Soyuz 5: almost another space disaster
The Soviet Union launches a three-man crew aboard Soyuz 5, which docks in orbit with the already-launched Soyuz 4 – the first two crewed spacecraft to accomplish this feat. The Soyuz 5 crew consists of cosmonauts Boris Volynov, Alexei Yeliseyev and Yevgeny Khrunov, but only Volynov makes the return journey aboard Soyuz 5, as his crewmates board Soyuz 4 via spacewalk. It’s probably just as well for them: after three days in orbit, Soyuz 5 begins its descent to Earth, but the failure of explosive bolts meant to separate the re-entry capsule from the rest of the vehicle fail. To maintain some semblence of a survivable aerodynamic profile, Volynov flies Soyuz 5 in nose-first – one of the riskiest re-entries in the history of human spaceflight, since the nose of the capsule is not covered by any heat shielding. The vehicle separates just before the stress of re-entry would have destroyed it, but then its parachutes fail to completely deploy, resulting in a punishingly jarring but non-fatal landing, hard enough to break Volynov’s teeth.
Similar malfunctions will plague a pair of Soyuz vehicles returning from the International Space Station in 2007. Soyuz 5 is the final crewed Soviet flight prior to the moon landing.
Soyuz 4: first manned space docking
With only cosmonaut Vladimir Shatalov aboard, the Soviet Union launches Soyuz 4 into Earth orbit. Another manned vehicle, Soyuz 5, is launched the next day, and the two vehicles dock in orbit, the first docking of two manned spacecraft.

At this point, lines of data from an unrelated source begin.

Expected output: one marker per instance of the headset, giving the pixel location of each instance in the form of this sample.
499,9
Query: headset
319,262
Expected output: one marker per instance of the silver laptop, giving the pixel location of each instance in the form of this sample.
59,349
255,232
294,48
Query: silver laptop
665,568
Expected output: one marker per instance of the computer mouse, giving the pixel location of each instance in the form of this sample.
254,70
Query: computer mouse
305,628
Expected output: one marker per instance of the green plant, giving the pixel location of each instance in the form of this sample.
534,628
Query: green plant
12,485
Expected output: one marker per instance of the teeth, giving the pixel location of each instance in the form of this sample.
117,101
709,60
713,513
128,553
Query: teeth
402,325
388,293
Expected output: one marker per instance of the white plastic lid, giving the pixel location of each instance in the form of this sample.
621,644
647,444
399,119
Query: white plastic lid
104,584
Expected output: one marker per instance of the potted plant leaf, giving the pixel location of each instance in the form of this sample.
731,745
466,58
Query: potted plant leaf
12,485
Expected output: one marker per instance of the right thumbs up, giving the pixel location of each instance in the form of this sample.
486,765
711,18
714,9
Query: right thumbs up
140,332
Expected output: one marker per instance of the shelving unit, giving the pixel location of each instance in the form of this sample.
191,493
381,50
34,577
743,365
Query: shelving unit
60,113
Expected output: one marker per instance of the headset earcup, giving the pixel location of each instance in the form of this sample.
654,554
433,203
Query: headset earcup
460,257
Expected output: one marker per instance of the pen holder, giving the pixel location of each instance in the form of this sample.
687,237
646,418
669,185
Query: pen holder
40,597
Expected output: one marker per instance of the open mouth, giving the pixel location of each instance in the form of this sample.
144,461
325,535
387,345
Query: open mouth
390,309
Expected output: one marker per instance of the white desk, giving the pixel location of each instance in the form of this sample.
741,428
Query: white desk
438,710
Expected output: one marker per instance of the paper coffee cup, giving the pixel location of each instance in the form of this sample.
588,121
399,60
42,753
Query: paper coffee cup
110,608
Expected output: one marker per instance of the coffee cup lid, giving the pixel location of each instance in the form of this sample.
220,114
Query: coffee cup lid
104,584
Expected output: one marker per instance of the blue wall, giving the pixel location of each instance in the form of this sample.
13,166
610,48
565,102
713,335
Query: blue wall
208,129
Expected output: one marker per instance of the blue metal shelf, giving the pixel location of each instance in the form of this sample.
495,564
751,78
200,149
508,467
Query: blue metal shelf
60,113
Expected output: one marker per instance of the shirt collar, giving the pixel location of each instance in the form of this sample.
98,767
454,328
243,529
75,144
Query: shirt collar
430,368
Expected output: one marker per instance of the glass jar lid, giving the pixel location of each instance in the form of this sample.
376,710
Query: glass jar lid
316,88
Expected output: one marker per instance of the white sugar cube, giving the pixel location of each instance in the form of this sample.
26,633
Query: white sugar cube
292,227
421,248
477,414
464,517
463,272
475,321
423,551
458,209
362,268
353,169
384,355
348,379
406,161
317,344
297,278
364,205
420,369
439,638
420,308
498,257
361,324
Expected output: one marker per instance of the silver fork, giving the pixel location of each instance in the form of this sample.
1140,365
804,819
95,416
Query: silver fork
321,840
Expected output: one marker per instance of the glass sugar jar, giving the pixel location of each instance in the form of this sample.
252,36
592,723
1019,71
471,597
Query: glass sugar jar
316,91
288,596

Alexei Yeliseyev and Yevgeny Khrunov perform a spacewalk to leave Soyuz 5 and board Soyuz 4 for the return home (though the two capsules have primitive docking hardware, they do not have a docking tunnel or airlocks). Soyuz 4 makes a safe landing after two days in orbit – which is more than can be said for its sister ship.
Soyuz 3
The Soviet Union resumes its manned space program with the launch of cosmonaut Georgy Beregovoy aboard the redesigned Soyuz 3 vehicle. The unmanned Soyuz 2 is launched the day before to serve as a docking target for Soyuz 3, but while the two vehicles pass close to each other, no docking is achieved. Beregovoy successfully returns to Earth – the first Soyuz cosmonaut to do so – after four days in orbit.
Soyuz 1: cosmonaut down
After a day in space aboard a spacecraft crawling with technical glitches, cosmonaut Vladimir Komarov orients the Soyuz 1 capsule for return to Earth. Though the vehicle survives reentry through Earth’s atmosphere, the main parachute fails to open, and the first Soyuz capsule returns to Earth at a speed of well over 100 miles per hour, killing Komarov instantly. The Soviet Union’s space program is stalled – much like the American Apollo program, postponed after the fatal Apollo 1 fire – well into 1968 as a result of the need to redesign Soyuz from the inside out.
Soyuz 1
The first flight of the Soviet Union’s new manned space vehicle, Soyuz 1, lifts off from the Baikonur Cosmodrome. Though designed to accomodate a crew of three – and intended to be the answer to NASA’s Apollo command/service module in the ongoing race to reach the moon – the first Soyuz is flown by test pilot (and close friend of Yuri Gagarin) Vladimir Komarov. Though early plans for the mission involve a rendezvous and docking with a second Soyuz, only one vehicle is available for the mission, and it suffers a series of technical problems. Though aware of the faults in the Soyuz design, engineers have been pressured to put a manned Soyuz in orbit for political reasons.